Test data in the cloud

How to make it affordable

April 14, 2020 | Bert Nienhuis

Lots of organizations are investigating the endless possibilities of cloud computing. For almost every letter of the alphabet it seems there is an “as a Service” variant available! From storage, hardware, databases, networking to software, almost everything can be bought from platforms like Microsoft Azure and Amazon AWS. Within minutes you can spin up new fast and large virtual machines and destroy them even faster, but how can you make this affordable?

An expensive opportunity

Migrating large organizations with on premise systems to the cloud can be quite difficult. Even investigating the different pricing options of the various instance types is not easy. Do you need a D2sV3 or E2sV3 and how does it compare to a r5d.large? In Azure alone there are more than 200 different instance configurations available. Broadly speaking, the pricing is dependent upon the number of CPU cores, memory and max disk capacity. Storage costs typically depend on the size, type (SSD or HDD) and the replication options you select.

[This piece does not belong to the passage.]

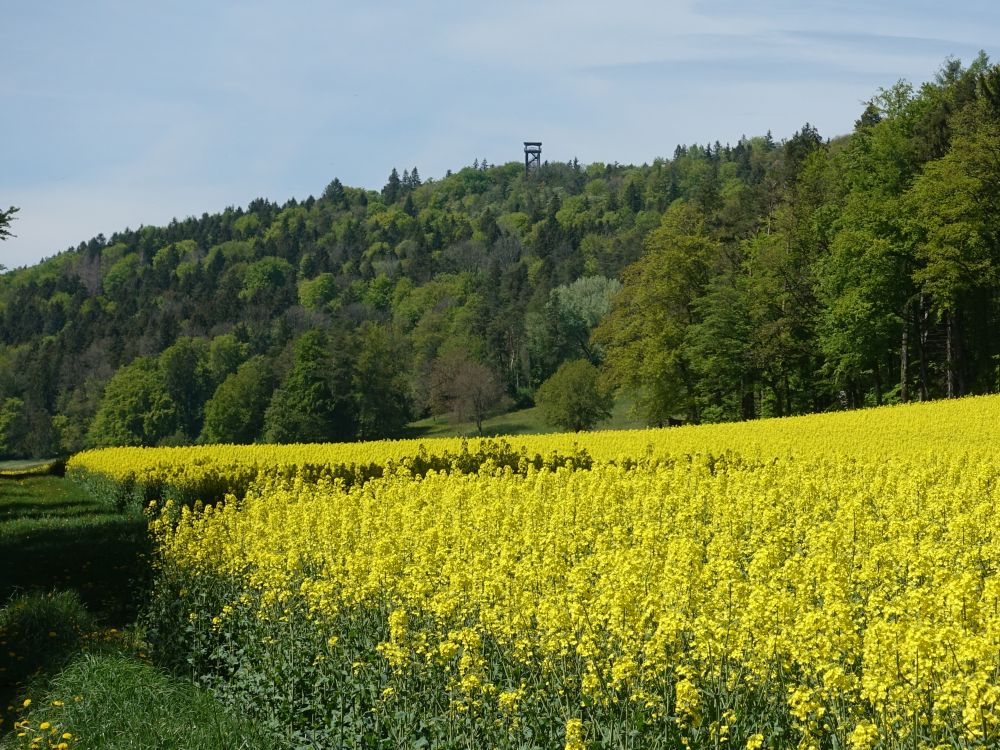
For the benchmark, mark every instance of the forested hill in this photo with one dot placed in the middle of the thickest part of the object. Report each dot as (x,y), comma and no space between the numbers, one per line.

When you are moving to AWS or Azure it’s not only your production data that goes into the cloud, but also your test and development environments. Most organizations that migrate to the cloud are already using Agile/DevOps methodologies. This ‘new’ way of working requires a different approach to handling test data. Each team should have their own test data and should not depend on other teams that use the same test data. The cloud can make available as many environments as you require, but even in the cloud these copies of production instances are extremely costly. Maybe you don’t require expensive disaster or replication features, but the overall configuration should probably match the production specification as closely as possible.

Work with the right amount of test data

Fortunately working with full size test data copies is a thing of the past. Nowadays we can extract specific subsets, even anonymized, from large complex production databases for testing, development and training.

The real benefit of working with compact, good quality and safe test data is that you can truly unlock the full potential of the cloud. Working with the right amount of test data can easily save thousands of dollars since your development and test instances require less CPU power, less memory and less storage. Your Dev and QA teams become more efficient by controlling their own test data and can test more in less time. This leads to better quality software that can be released faster for the ultimate benefit of the business.

Data subsetting

Test data subsetting is extracting a smaller sized – referential integer set of data from a ‘production’ database to a non-production environment.